- 727 Okunma
- 0 Yorum
- 0 Beğeni
BİR RUBAİ
“Öptü beni : “Bunlar, kainat gibi gerçek dudaklardır,” dedi.
“Bu ıtır senin icadın değil, saçlarımdan uçan bahardır,” dedi.
“İster gökyüzünde seyret, ister gözlerimde :
körler onları görmese de, yıldızlar vardır.” dedi.”
Bir Nazım Hikmet rubaisi. Öteden beri sevmişimdir. Geçen gün söz konusu oldu, aklıma düştü, beni düşünmeye sevk etti.
Lalettayin yazılmış görünümlü bu dörtlükte ince işçilik var. Kelime seçimleri adeta bir dehanın ürünü.. Neticede bir şeyler anlatma ihtiyacı doğurdu bu rubai bende, diyeceklerimi bir Haşim şiiri üzerinden de diyebilirdim ama Nazım Hikmet üzerinden söylemek çok daha işlevsel. Önce müzikten sonra anlamdan bahsedeceğim.
MÜZİK:
Malumdur, “ölçü de neymiş, şiiri kalıplara sokan, özgürlükten mahrum bırakan feodal bir adettir bu. Kafiye de öyle, ucuz feodal işler bunlar. Şiir serbest olmalıdır.”şeklindeki moda görüş hayli zamandır baskın.
Şiirin serbest olması ile gelişigüzel olması arasındaki farkı kavrayamayan bu zihniyet bu hesapla şiirle düz yazı arasındaki farklı açıklayamaz. Düz yazının da çarpıcı, etkili olması söz konusudur, mümkündür ama şiir başka bir şeydir. Neydir?
Çok basit. Şiirin müziği vardır. Vakt-i zamanında akıllı birileri boş toprak testilere vura vura ölçü diye bişi icat etmiş, bir şablon. Bu şablona uyulduğunda metin otomatik olarak ahenk kazanıyor. Bi çeşit kolaylık yani. Nitekim Attila İlhan “ölçülü şiir yazmak kolaydır çünkü önünüzde size yol gösteren bir şablon vardır. Asıl zor olan serbest yazmaktır çünkü serbest şiir yazarken her seferinde yeni bir ölçü icat etmek zorundasınızdır.” der.

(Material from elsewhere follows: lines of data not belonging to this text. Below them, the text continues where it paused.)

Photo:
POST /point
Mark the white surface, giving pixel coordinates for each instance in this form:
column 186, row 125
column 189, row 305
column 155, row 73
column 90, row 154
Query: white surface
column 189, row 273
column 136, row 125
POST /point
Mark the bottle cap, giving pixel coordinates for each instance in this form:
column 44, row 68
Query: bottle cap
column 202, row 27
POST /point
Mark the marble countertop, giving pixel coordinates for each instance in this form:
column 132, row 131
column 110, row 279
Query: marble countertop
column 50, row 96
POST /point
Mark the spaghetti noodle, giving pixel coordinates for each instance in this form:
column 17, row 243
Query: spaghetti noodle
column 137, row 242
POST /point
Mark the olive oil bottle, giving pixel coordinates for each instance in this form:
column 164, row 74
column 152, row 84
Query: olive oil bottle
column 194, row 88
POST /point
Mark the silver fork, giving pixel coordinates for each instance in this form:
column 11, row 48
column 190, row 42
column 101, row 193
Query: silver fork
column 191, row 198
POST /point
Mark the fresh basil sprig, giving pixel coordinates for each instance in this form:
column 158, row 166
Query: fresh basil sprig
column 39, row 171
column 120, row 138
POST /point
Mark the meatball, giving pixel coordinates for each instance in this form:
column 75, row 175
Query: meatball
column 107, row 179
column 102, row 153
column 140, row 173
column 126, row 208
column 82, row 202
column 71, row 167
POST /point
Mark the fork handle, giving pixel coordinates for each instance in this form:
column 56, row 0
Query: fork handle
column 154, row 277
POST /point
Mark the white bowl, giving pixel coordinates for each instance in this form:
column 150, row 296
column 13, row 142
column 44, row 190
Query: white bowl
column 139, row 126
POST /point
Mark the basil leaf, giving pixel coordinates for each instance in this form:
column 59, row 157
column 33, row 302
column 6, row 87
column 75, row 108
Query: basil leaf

Ahengin ölçü ve kafiyeden ibaret olduğunu zanneden bir kafa da vardır, yanlıştır. Başka pek çok şey vardır ahengi belirleyen-etkileyen. Müzikten bahsediyorsak eğer, şiirin ses birimi hecedir. (Anlam birimi kelime) Hecelerin ses özellikleri ve sıralanış şekillerini notaların arka arkaya dizilip senfoniyi oluşturması gibi düşünmek mümkün. Bununla beraber cümlelerin uzunluk-kısalığı ve birbirleri ardına diziliş şekilleri de ahengi çok etkiler. Çok! Redif, ses yinelemeleri vs. daha pek çok şey ahengi etkiler-belirler, oldukça karmaşık bir iştir bu bakışla ahenk. Meraklısı şu kitabı okuyarak kafasını karıştırabilir, üniversitedeyken okumuştum. Öööğ gelmişti artık detaylardan ama faydalı bir eserdir:
www.idefix.com/kitap/siir-dili-ve-turk-siir-dili-dogan-aksan/tanim.asp?sid=PVJHXDZNSD2DYOLG5PYT
Bu konuda Mehmet Kaplan’ın şu kitapları da çok iyidir:
www.kitapyurdu.com/kitap/siir-tahlilleri1-tanzimattan-cumhuriyete/4767.html
www.idefix.com/kitap/siir-tahlilleri-2-cumhuriyet-devri-turk-siiri-mehmet-kaplan/tanim.asp?sid=IIWETH3EOI6I77BSRN8V&gclid=CLvVlMCn_sgCFePnwgodsVEFjA
Nazım Hikmet’in Türk şiirine getirdiği güzellik ritimdir. Bu kısa rubai de hem ritim hem melodi bakımından şaheser bir örnektir. Adamın ölçü kullanmadan elde ettiği müziğin muhteşemliği fark edildiğinde sadece anlamdan ibaret metinlerin aslında şiir falan olmadığı çok kolay anlaşılır. Ama dediğim gibi…bunun için bu rubaideki üst düzey müziği duyabiliyor olmak gerek.
Nazım Hikmet ölçü kullanmadığı için “yeni” sayılıyor. Özellikle Garip Akımı’ndan sonra “aslolan”mış gibi orta yere kurulan “çağdaş” şiirin temsilcisi sayılıyor. Değil!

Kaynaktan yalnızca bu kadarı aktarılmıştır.